Hard to remember now, but people throughout the Detroit area were shocked beyond belief by the four days of riots that devastated the inner city back in the summer of 1967. Within months, a number of groups were founded to try to make sure nothing like that ever happened again. They included, among others, New Detroit and Detroit Renaissance, two of the six groups in the new regional coalition with the unwieldy name, “One D; Transforming Regional Detroit.”
Their aims back then were in many ways the same aims One D has now, especially when it comes to economic improvement, regional cooperation, and bringing the races together.
I have been alive, around and paying attention most of that time. And I can tell you that while these groups have had many small successes, the bigger picture is one of failure.
The Detroit area is the most segregated in the nation. Detroit city suffers from vast poverty, job and population loss, a dysfunctional public school system, and an overwhelming lack of resources.
The suburbs too often don’t think it is their problem. Their residents voted overwhelmingly against affirmative action. L. Brooks Patterson, Oakland County’s longtime powerful chief executive, is against any kind of mass transit other than buses.
He is against paying suburban dollars for a badly needed renovation and expansion of Cobo Hall, Detroit’s main convention center. When in doubt, he believes in cutting the central city out. Naturally, plenty of Detroit politicians have responded in kind.
So now comes a number of groups calling themselves “One D. This is not really an organization at all, but a loose coalition of organizations. They intend to study some problems, most of which have been studied at great length before, and present their results at the Mackinac Conference next spring.
The fashion is to be hopeful. It is not seen as polite or politic to be cynical. So I won’t be. But put it this way. If the One D coalition accomplishes anything major, I will be greatly surprised.
You see, I’ve seen this movie before. There is, however, one encouraging thing about this. That is the fact that there is a growing need for regional cooperation if we are to have any future.
Want to know what I would do if the One D folks asked me for advice? I would issue every member of every group a copy of David Rusk’s marvelous little book, Cities Without Suburbs.
Then I would have them start agitating to get the Michigan Legislature to pass the one thing that would make a difference.
And that would be metropolitan government. Combine Wayne County and Detroit into one governmental unit, as they have in Miami and Nashville and Indianapolis.
Provide for cooperative transportation and revenue and resources sharing links with Oakland and Macomb Counties.
Do that, work hard at what follows, and we could be and should be a healthy region again sooner than you might think.

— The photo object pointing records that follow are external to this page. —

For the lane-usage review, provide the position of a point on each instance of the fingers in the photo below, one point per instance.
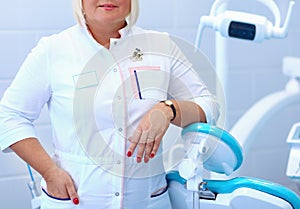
(72, 193)
(141, 146)
(134, 141)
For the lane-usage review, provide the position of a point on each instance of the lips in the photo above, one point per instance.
(108, 6)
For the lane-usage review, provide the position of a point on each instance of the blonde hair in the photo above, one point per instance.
(79, 13)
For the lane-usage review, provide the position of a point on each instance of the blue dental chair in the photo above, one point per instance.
(211, 148)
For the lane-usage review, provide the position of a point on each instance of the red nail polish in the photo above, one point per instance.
(129, 154)
(76, 201)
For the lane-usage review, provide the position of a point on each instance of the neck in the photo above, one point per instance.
(103, 34)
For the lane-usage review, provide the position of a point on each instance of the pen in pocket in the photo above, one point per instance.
(137, 84)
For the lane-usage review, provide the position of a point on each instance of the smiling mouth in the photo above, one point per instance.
(107, 6)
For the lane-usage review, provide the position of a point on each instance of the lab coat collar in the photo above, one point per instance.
(124, 32)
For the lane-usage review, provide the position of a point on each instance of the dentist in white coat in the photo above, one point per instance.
(112, 90)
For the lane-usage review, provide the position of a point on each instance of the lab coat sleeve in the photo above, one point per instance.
(24, 99)
(186, 84)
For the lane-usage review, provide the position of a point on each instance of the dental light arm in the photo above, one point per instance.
(243, 25)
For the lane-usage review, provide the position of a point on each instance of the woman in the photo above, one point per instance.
(112, 90)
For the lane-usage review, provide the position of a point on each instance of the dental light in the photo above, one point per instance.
(244, 25)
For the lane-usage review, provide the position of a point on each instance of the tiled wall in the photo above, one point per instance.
(254, 71)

Or, of course, they could write another report instead.

I'm wondering how One D can hope to truly accomplish anything without involving the schools and the city government in the process.
As usual, thanks for going deeper into a major Michigan story. I really feel that a more successful and vibrant Detroit would herald a more successful and vibrant Michigan.
You can click on my name for our article on One D (with links to all the organizations).
Posted by: Andy McFarlane | November 17, 2006 at 07:04 AM
Hi Jack,
Thanks for highlighting the efforts of this new coalition. You and I sit on opposite sides of the glass. Mine is full -- but I am also generationally-challenged (read: not tained by the memories of 1967).
Though it reads as if you don't love reports, here's one we've just finished that was sponsored by the Downtown Detroit Partnership and Detroit Economic Growth Corporartion.
If it does anything, perhaps it will awaken those in the 'burbs (of which I'm a product) to come down and have a looksee. There is a heck of a lot of action downtown, PSB (post Super Bowl).
Follow this link to the .PDF report, courtesy of the Brookings Institution: http://www.brookings.edu/metro/umi/pubs/20061025_downtowndetroitinfocus.htm
It's not all gloom and doom. Believe me you, I know gloom and doom, I'm an environmentalist!
Yours,
Kerry
***************
Kerry C. Duggan
MS Candidate, Resource Policy and Behavior
School of Natural Resources and Environment
University of Michigan, Ann Arbor
http://sitemaker.umich.edu/kerry_duggan
(734) 846-0093 mobile/text
Posted by: Kerry C. Duggan | November 27, 2006 at 05:13 PM
Hi Jack,
I too am skeptical of the effect that OneD will have on the region. I think that it will need support from most of the suburbs to have any long-lasting or significant effect on anything. But I completely agree with you on the need for a regional government. I just wonder whether that will be any more effective than OneD will at creating cohesiveness in Wayne county and between the new government and Oakland and Monroe counties. Perhaps in 20 years, when the leaders of the region are no longer people who were even alive in 1967, we will be closer to cohesiveness. But I even wonder still, if it's just a matter of rearing, and whether the youth of Metro Detroit are going to be just as racist as their parents. Regardless of the potential problems, I still feel a regional government would be a huge boost, if nothing else, to the image of Detroit and Wayne county.